La journée de solidarité

Auteur(s)
Bertrand Vorms
Contenu

Depuis deux ans déjà (loi n° 2004-626 du 30 juin 2004), l'ensemble des salariés du secteur privé, ainsi que les agents de la fonction publique, sont tenus de "donner" sept heures de travail en solidarité avec les personnes âgées et les handicapés, les employeurs acquittant, de leur côté, une contribution complémentaire de 0,3 % au profit de la caisse nationale de solidarité pour l'autonomie.
Jugé trop rigide, à la fois par les employeurs et par les salariés, le dispositif instauré initialement à la suite de la vive émotion suscitée par la surmortalité liée à la canicule, a sensiblement été assoupli par le ministère de l'emploi, de la cohésion sociale et du logement, par circulaire du 22 novembre 2005, ayant autorisé, lorsque la journée de solidarité est fixée par accord collectif ou par l'employeur, son fractionnement en heures (circulaire DRT n° 14 du 22 novembre 2005, Bulletin officiel du travail, de l'emploi et de la formation professionnelle n° 2006/01 du 30 janvier 2006, legifrance.gouv.fr).
En principe, dans le secteur privé, le choix de la date de la journée de solidarité est laissé aux partenaires sociaux, par accord de branches ou d'entreprises, ou encore en vertu de dispositions spécifiques de la convention collective. Ils peuvent décider de son exécution un jour férié précédemment chômé dans l'entreprise (à l'exclusion du 1er mai), un jour de RTT ou encore un autre jour de repos.

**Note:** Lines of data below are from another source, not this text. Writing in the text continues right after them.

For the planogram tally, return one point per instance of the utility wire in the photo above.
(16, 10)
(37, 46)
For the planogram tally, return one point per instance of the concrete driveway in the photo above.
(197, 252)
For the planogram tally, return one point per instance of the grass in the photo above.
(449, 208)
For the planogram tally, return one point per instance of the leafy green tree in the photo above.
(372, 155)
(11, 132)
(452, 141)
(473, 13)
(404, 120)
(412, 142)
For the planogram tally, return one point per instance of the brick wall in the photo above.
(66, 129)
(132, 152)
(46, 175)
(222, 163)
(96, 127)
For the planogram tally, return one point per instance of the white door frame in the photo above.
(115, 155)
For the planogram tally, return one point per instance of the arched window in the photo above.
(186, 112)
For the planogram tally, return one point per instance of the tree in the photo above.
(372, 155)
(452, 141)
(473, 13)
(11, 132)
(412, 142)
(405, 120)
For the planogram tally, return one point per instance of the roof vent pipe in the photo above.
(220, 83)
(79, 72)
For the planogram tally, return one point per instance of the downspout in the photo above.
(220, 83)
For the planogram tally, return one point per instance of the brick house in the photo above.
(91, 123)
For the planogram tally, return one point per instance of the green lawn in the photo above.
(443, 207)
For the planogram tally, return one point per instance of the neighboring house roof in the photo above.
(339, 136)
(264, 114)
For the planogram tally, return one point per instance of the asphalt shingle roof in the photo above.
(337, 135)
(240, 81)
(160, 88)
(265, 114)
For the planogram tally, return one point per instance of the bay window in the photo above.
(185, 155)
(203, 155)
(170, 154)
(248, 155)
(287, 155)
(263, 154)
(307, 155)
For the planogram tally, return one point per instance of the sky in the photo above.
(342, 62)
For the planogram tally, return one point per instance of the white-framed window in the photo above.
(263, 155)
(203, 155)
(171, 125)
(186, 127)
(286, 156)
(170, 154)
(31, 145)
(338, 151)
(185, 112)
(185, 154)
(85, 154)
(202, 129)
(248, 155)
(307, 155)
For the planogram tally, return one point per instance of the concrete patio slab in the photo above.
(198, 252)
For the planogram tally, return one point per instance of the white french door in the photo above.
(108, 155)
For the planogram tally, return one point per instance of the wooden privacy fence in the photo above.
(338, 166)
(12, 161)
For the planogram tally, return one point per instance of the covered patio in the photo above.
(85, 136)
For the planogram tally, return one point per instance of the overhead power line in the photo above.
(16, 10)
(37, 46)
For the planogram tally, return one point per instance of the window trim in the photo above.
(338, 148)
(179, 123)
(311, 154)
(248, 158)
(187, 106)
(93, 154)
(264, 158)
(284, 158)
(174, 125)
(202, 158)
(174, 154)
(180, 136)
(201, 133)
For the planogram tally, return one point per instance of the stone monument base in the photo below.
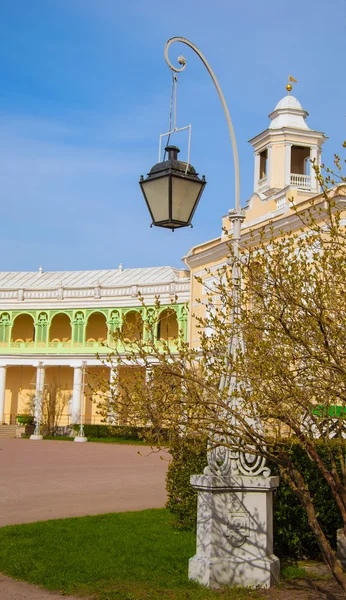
(234, 532)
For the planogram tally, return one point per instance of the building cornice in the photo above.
(280, 224)
(91, 296)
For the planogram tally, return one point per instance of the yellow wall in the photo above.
(23, 329)
(60, 328)
(168, 325)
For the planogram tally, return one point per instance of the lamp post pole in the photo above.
(81, 437)
(234, 518)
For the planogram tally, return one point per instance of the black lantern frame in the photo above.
(173, 171)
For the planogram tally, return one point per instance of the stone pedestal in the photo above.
(234, 532)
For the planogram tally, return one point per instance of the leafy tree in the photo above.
(285, 383)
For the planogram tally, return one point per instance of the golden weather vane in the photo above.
(289, 86)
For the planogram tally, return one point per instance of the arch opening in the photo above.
(23, 329)
(60, 328)
(167, 327)
(96, 329)
(133, 326)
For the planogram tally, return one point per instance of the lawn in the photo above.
(121, 556)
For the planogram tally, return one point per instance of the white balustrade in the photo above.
(302, 181)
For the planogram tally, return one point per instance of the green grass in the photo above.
(122, 556)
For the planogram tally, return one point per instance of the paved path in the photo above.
(42, 480)
(19, 590)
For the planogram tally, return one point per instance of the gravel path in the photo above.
(42, 480)
(19, 590)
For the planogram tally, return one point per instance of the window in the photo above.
(300, 160)
(263, 164)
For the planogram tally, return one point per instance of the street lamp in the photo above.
(81, 437)
(172, 191)
(234, 517)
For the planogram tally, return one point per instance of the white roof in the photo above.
(80, 279)
(289, 102)
(289, 113)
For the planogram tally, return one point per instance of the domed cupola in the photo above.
(284, 151)
(288, 113)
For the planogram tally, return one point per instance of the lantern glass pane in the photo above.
(184, 195)
(156, 193)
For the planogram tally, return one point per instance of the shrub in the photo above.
(187, 459)
(293, 537)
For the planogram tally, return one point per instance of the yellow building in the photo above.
(283, 173)
(52, 325)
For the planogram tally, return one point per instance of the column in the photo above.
(2, 392)
(76, 394)
(39, 391)
(112, 416)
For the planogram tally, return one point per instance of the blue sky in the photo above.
(85, 94)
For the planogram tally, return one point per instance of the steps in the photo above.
(8, 431)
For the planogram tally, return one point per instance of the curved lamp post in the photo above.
(234, 519)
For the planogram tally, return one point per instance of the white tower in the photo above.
(284, 151)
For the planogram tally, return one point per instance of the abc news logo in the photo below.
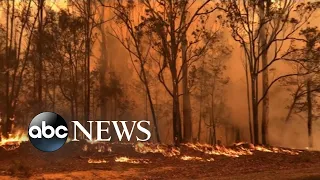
(48, 131)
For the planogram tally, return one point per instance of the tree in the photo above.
(258, 31)
(306, 87)
(16, 56)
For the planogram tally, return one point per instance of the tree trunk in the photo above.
(39, 48)
(103, 66)
(255, 110)
(248, 102)
(6, 68)
(88, 52)
(310, 116)
(176, 116)
(265, 76)
(187, 119)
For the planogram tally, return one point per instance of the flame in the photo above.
(14, 140)
(96, 161)
(97, 147)
(165, 150)
(195, 158)
(219, 150)
(124, 159)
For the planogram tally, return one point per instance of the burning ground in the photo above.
(83, 160)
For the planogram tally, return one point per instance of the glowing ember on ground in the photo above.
(132, 160)
(13, 141)
(194, 158)
(167, 151)
(96, 161)
(219, 150)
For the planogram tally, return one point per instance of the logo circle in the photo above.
(48, 131)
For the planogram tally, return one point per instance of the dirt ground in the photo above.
(72, 162)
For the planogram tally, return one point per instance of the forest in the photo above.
(214, 72)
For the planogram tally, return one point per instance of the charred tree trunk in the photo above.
(248, 102)
(103, 67)
(255, 109)
(265, 75)
(39, 49)
(310, 116)
(187, 121)
(6, 68)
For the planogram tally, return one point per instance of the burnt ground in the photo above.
(71, 162)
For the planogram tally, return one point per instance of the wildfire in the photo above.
(219, 150)
(97, 147)
(132, 160)
(14, 140)
(96, 161)
(167, 151)
(194, 158)
(277, 150)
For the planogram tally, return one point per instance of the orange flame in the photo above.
(156, 148)
(14, 140)
(195, 158)
(96, 161)
(124, 159)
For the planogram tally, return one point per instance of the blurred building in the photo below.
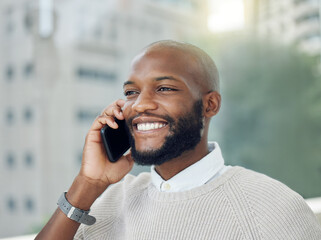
(61, 63)
(288, 21)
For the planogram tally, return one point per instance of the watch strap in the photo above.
(76, 214)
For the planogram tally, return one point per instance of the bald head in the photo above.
(208, 77)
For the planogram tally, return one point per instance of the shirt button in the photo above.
(166, 186)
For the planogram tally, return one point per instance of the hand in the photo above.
(95, 164)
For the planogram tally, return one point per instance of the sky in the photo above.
(227, 15)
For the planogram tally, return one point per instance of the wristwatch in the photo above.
(76, 214)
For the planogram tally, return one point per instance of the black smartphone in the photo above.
(115, 141)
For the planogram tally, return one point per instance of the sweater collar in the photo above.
(195, 175)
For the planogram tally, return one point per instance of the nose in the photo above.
(144, 102)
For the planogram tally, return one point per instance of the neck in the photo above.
(170, 168)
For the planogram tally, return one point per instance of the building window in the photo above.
(28, 114)
(10, 161)
(11, 204)
(29, 160)
(314, 16)
(28, 69)
(95, 74)
(9, 73)
(29, 205)
(28, 21)
(9, 116)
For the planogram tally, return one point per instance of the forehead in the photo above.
(153, 62)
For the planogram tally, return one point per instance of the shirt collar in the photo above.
(195, 175)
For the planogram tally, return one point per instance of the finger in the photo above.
(109, 110)
(101, 121)
(118, 114)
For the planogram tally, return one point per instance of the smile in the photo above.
(150, 126)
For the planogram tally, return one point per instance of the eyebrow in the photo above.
(166, 78)
(155, 79)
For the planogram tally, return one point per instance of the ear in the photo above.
(211, 103)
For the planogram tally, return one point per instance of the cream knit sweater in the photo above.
(240, 204)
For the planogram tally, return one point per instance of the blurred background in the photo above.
(63, 61)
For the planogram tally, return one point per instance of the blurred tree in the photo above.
(271, 111)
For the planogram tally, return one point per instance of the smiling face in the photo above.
(163, 105)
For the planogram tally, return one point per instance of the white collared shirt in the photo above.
(203, 171)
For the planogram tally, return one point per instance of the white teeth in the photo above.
(149, 126)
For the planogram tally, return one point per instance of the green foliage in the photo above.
(271, 111)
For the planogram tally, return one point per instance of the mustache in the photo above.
(167, 118)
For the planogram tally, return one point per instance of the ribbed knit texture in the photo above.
(241, 204)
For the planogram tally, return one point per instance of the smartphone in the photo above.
(115, 141)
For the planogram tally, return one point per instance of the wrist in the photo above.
(84, 191)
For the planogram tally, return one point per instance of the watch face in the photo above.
(76, 214)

A défaut d'accord, elle est fixée au lundi de Pentecôte, même si, bien souvent, comme cette année, nombre de salariés ont "posé une journée de RTT" en raison de la fermeture de nombre d'établissements scolaires.
Par dérogation, dans le secteur privé, certaines situations particulières autorisent l'employeur à déterminer unilatéralement la journée de solidarité, en particulier lorsque l'entreprise travaille en continu ou est ouverte tous les jours
de l'année : à défaut d'accord collectif, l'employeur peut fixer une journée de solidarité différente pour chaque salarié.

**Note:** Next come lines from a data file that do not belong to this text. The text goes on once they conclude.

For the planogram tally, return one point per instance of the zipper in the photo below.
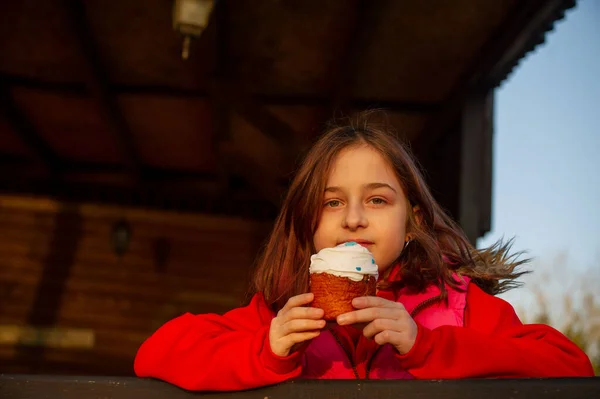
(425, 304)
(419, 308)
(348, 354)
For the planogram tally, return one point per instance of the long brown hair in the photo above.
(438, 247)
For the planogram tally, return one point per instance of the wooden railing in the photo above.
(38, 387)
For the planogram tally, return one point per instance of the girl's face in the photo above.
(364, 202)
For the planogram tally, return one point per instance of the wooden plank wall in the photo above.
(59, 275)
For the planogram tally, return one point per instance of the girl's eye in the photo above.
(333, 203)
(378, 201)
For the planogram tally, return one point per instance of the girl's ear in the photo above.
(417, 214)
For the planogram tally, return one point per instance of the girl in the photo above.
(435, 315)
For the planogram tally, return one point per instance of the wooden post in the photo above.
(475, 187)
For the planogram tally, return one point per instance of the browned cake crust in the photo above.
(334, 294)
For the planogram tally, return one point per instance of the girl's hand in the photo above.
(388, 322)
(295, 324)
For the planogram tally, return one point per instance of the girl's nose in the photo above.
(355, 217)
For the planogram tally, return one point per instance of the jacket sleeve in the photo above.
(495, 344)
(217, 353)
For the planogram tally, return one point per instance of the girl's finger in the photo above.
(379, 325)
(297, 301)
(301, 325)
(389, 337)
(302, 313)
(372, 302)
(296, 338)
(369, 314)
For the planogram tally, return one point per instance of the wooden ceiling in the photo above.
(97, 104)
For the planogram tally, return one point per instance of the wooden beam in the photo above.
(98, 85)
(475, 184)
(311, 100)
(367, 14)
(26, 131)
(499, 54)
(221, 111)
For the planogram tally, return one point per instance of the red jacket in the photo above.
(232, 352)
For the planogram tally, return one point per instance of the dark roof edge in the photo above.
(534, 36)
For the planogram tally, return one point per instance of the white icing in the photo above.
(348, 260)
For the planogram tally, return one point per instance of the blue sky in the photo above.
(546, 187)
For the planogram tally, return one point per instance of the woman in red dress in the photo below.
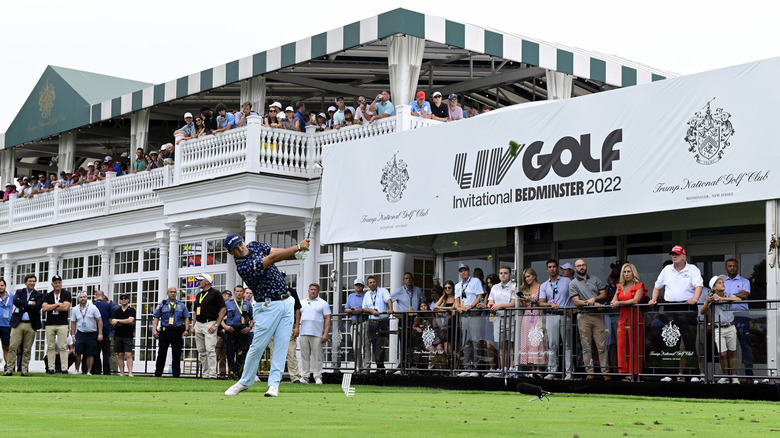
(630, 334)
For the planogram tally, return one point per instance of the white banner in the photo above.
(699, 140)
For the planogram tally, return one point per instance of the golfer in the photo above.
(273, 309)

Pour les temps partiels, elle doit s'exécuter à une période normale de travail et est réduite au prorata de la durée résultant du contrat. Les heures correspondantes, dans la limite de la durée proratisée, ne sont pas prises en compte pour le calcul du contingent d'heures supplémentaires ni complémentaires, et ne donnent pas droit à récupération.

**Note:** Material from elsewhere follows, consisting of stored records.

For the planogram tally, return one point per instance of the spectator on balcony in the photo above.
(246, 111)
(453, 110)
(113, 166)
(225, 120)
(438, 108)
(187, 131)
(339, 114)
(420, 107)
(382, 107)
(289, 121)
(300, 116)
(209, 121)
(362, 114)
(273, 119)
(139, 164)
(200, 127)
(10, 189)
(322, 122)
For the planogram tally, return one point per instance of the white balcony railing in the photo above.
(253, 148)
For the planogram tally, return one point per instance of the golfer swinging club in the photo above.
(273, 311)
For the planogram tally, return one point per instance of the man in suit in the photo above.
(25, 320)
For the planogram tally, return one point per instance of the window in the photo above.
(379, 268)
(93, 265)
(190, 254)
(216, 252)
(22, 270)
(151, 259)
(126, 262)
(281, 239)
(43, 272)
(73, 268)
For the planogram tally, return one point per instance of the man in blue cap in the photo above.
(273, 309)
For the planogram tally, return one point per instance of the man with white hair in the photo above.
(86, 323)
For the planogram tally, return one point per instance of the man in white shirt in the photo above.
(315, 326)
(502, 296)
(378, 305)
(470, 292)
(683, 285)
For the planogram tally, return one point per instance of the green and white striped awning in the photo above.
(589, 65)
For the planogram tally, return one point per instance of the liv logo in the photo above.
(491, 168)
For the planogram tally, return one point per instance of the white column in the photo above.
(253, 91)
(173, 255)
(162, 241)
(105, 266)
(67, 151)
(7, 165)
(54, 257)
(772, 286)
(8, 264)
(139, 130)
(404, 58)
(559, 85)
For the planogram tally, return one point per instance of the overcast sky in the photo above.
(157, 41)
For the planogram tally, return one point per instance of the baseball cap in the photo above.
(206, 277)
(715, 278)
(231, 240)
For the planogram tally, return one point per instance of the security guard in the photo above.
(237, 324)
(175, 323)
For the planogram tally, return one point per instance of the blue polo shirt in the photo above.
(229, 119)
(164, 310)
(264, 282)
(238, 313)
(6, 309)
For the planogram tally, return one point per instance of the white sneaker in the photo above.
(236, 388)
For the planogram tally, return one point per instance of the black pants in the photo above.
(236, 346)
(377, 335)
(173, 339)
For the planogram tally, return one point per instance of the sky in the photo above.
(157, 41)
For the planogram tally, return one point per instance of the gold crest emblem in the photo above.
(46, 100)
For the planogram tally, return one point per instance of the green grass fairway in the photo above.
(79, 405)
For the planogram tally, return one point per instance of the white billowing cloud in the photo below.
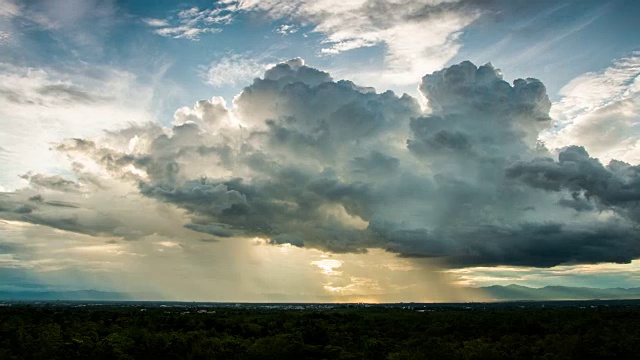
(303, 160)
(602, 112)
(207, 114)
(233, 70)
(39, 106)
(418, 36)
(286, 29)
(193, 22)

Il en va de même pour les salariés exerçant à temps plein, qui ne perçoivent aucune rémunération particulière, s'ils sont mensualisés. Les heures effectuées au-delà de sept heures sont, cependant, rémunérées.
La fixation par l'employeur, lorsque la loi l'y autorise, de la date de cette "journée de solidarité" n'est pas constitutif d'une modification du contrat de travail (art.L. 216-16 al. 9 du code du travail), de sorte que le salarié ne peut s'y opposer. Il commettrait une faute, susceptible de justifier son licenciement, s'il refusait de venir travailler. Une seule dérogation a été organisée par la loi : l'article L. 212-17 du code du travail prévoit qu'un salarié ayant changé d'employeur, et ayant déjà effectué une journée de solidarité au titre de l'année en cours, est tenu d'en exécuter une autre, mais les heures travaillées donnent alors lieu à rémunération, outre qu'elles s'imputent sur le contingent annuel d'heures supplémentaires (ou complémentaires s'il travaille à temps partiel), et ouvrent droit à un repos compensateur. Il peut aussi "refuser d'exécuter cette journée supplémentaire de travail, sans que ce refus constitue une faute ou un motif de licenciement".
Dans le secteur public, si le principe de la journée de solidarité est également applicable, imposant de travailler sept heures sans rémunération complémentaire, la fixation de sa date d'exécution résulte, dans la fonction publique territoriale, d'une délibération de l'organe exécutif de l'assemblée territoriale compétent, dans la fonction publique hospitalière ainsi que pour les médecins, biologistes, odontologistes et pharmaciens des établissements publics de santé (y compris les "attachés"), d'une décision du directeur de l'établissement, et dans la fonction publique d'Etat, d'un arrêté du ministre compétent, chaque fois après avoir recueilli l'avis des instances représentant les personnels.
La complexité des modalités d'exécution de cette mesure, et son application confuse confinant parfois à la cacophonie, conduisent nombre d'observateurs, au-delà de l'intention louable qui la sous-tend, à s'interroger sur sa pérennité.